My grandma's old notebook had a recipe for 'soda bread' that was just flour, baking soda, and buttermilk.

I mean, I found it in her kitchen drawer last month and it looked too simple to be good. I tried it anyway, and it came out super dense and dry the first two times. The trick was using a full cup of buttermilk and not mixing it for more than 30 seconds, just like her note said. Has anyone else had a family recipe that seemed wrong but worked with one specific step?
3 comments

Log in to join the discussion

Log In
3 Comments
colemartinez
Yeah, that's the classic soda bread struggle. Overmixing develops the gluten and turns it into a brick. The buttermilk amount is key too, since the acidity reacts with the soda.

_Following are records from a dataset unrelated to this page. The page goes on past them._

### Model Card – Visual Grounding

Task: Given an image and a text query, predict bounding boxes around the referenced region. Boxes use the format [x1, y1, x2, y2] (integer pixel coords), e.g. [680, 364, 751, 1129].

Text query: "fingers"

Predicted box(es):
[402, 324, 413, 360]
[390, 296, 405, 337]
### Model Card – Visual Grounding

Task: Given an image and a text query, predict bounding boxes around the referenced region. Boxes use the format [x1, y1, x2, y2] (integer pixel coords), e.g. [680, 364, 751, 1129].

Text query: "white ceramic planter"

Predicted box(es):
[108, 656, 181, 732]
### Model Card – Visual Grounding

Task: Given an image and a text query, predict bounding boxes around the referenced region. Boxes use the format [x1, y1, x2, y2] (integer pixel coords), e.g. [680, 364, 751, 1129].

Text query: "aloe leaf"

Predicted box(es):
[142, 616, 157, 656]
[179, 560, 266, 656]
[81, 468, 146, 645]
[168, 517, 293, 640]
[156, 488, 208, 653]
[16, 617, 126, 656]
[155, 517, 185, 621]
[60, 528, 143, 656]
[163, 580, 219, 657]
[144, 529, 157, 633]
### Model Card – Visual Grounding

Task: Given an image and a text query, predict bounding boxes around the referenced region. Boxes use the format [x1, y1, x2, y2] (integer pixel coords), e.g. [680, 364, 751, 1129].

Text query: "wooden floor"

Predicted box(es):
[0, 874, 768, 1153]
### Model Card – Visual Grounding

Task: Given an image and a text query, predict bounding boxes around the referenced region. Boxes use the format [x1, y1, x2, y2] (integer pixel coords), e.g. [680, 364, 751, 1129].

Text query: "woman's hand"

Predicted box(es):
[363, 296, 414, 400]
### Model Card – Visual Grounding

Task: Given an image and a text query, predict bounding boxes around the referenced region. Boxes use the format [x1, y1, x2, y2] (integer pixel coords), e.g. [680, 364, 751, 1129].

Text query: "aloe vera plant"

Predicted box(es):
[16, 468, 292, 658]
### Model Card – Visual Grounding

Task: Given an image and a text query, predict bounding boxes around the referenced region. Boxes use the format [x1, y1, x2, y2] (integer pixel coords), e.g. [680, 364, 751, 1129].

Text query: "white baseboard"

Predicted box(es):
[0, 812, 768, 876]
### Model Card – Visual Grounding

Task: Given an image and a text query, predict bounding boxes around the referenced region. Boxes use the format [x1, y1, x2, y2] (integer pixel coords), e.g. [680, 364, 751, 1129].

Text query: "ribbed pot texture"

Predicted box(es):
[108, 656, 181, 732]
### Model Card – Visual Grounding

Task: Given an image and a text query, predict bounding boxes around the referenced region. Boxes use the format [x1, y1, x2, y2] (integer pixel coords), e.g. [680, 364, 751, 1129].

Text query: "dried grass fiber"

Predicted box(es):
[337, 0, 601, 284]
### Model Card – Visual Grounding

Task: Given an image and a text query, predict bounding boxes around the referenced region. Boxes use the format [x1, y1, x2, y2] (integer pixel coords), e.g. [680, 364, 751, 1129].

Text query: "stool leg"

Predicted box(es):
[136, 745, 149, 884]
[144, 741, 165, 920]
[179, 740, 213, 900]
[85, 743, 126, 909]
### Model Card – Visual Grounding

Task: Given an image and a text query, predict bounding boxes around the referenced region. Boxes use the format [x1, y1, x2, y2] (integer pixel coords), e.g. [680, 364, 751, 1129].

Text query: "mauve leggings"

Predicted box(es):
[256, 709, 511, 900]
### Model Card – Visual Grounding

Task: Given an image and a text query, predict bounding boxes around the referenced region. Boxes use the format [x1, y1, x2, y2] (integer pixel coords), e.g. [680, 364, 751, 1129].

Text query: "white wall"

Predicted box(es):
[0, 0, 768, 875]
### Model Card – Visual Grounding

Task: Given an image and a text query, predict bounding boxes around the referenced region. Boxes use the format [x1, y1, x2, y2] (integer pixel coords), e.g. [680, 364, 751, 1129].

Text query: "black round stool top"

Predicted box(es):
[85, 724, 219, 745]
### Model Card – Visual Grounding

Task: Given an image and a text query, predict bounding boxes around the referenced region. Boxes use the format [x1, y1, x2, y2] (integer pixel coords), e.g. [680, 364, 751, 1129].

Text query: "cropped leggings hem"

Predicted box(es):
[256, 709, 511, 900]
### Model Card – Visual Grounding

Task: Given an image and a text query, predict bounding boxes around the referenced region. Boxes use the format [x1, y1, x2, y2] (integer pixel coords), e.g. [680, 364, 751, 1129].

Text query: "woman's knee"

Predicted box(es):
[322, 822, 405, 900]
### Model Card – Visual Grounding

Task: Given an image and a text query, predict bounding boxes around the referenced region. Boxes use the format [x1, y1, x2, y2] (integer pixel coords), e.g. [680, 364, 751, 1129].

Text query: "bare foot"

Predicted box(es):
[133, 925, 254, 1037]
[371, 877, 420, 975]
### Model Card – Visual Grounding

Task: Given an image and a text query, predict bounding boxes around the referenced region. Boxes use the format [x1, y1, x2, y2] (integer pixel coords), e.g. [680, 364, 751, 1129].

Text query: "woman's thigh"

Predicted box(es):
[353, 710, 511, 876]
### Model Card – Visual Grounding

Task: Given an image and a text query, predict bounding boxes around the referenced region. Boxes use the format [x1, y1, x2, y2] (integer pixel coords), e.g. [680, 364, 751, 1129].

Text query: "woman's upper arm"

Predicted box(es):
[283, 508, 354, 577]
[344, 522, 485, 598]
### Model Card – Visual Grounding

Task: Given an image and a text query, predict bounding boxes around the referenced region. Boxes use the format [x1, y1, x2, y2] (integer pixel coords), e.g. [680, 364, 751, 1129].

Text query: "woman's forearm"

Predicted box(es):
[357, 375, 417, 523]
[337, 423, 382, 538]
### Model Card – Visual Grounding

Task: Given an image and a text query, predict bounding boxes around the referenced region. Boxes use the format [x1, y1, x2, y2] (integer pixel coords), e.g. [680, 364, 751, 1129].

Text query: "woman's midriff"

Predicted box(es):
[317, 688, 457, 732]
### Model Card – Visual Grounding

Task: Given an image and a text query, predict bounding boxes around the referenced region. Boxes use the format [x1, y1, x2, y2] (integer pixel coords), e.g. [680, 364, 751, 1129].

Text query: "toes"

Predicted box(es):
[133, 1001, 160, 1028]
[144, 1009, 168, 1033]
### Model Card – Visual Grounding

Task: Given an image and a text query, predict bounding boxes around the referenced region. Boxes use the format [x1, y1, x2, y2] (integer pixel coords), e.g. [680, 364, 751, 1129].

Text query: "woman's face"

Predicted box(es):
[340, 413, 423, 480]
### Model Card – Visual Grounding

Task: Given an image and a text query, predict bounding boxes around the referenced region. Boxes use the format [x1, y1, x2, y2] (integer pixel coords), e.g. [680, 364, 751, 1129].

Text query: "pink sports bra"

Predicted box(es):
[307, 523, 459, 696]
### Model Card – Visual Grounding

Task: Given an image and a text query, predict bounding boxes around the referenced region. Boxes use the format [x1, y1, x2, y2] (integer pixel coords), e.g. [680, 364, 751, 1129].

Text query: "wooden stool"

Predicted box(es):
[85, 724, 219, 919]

My mom's version falls apart if you even look at it for more than a minute before baking.
9
danielwhite
My aunt's pie crust proved colemartinez right, less handling is everything.
2
price.tyler
Oh man, that hits close to home. My first try at my dad's biscuit recipe was basically a hockey puck because I worked the dough like I was mad at it. Turns out his "gentle pats" instruction was NOT a suggestion. Some of these old recipes are like a secret handshake, you gotta follow the weird rule exactly or it just does not work.